Global warming, local benefits
The international dimension of climate change is what makes it so hard to solve
Since the 2008 presidential campaign and the 2009 UN climate summit in Copenhagen, I feel like there’s been significant unlearning of the fact that addressing climate change involves a complicated global coordination problem.
This problem is extremely difficult to solve, and as a result, it basically hasn’t been.
The response of much of the climate advocacy community, its associated lobbying apparatus, and much of what passes for climate journalism has been to ignore the global coordination aspect of the problem and bluster ahead. This leads to bad judgment about specific issues, to a tendency to set incorrect priorities, and also to a lot of confusion.
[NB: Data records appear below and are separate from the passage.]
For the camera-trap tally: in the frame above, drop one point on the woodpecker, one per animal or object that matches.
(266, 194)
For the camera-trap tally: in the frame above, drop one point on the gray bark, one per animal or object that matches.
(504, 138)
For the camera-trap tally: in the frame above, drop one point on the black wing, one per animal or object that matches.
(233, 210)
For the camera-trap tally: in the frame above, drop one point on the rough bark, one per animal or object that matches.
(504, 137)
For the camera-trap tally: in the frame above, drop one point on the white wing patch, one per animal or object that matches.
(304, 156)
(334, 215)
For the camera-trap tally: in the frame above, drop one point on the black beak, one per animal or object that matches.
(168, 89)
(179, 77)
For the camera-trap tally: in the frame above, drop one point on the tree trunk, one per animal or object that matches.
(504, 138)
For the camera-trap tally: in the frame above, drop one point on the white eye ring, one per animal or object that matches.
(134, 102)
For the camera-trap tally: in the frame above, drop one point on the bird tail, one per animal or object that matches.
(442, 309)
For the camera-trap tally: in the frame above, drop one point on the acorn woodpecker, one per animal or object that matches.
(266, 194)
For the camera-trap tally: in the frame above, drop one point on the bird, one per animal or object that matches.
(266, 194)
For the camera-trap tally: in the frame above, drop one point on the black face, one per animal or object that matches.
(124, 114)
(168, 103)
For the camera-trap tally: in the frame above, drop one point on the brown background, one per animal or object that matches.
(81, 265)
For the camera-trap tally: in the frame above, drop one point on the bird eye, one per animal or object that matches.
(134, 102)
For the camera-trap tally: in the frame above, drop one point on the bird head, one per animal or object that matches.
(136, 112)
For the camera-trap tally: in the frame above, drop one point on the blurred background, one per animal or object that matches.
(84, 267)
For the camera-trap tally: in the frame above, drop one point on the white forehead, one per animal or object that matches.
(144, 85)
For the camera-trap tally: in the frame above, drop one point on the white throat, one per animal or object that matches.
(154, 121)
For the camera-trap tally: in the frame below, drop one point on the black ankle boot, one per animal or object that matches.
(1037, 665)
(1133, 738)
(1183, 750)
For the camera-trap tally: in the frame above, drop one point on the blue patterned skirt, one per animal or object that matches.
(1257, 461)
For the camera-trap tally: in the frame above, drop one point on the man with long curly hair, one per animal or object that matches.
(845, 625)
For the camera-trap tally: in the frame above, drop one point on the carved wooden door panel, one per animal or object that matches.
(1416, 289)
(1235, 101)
Last week, I was talking to someone who doesn’t follow policy closely, who voted for Biden in 2020 but isn’t sure about 2024. She told me her top issue is climate change, which she described in fairly apocalyptic terms. I told her that Biden had enacted historic climate legislation and that Democrats had made this their top priority. She said if they’d really solved climate change, she would surely have heard about it. At which point I tried (and failed) to convince her that climate worst-case scenarios were, in fact, now off the table, while also conceding that Biden’s climate actions had only a modest impact on global average temperature projections. But that’s not because the IRA energy provisions aren’t a big deal. It’s because the United States has a modest (and falling) share of global emissions.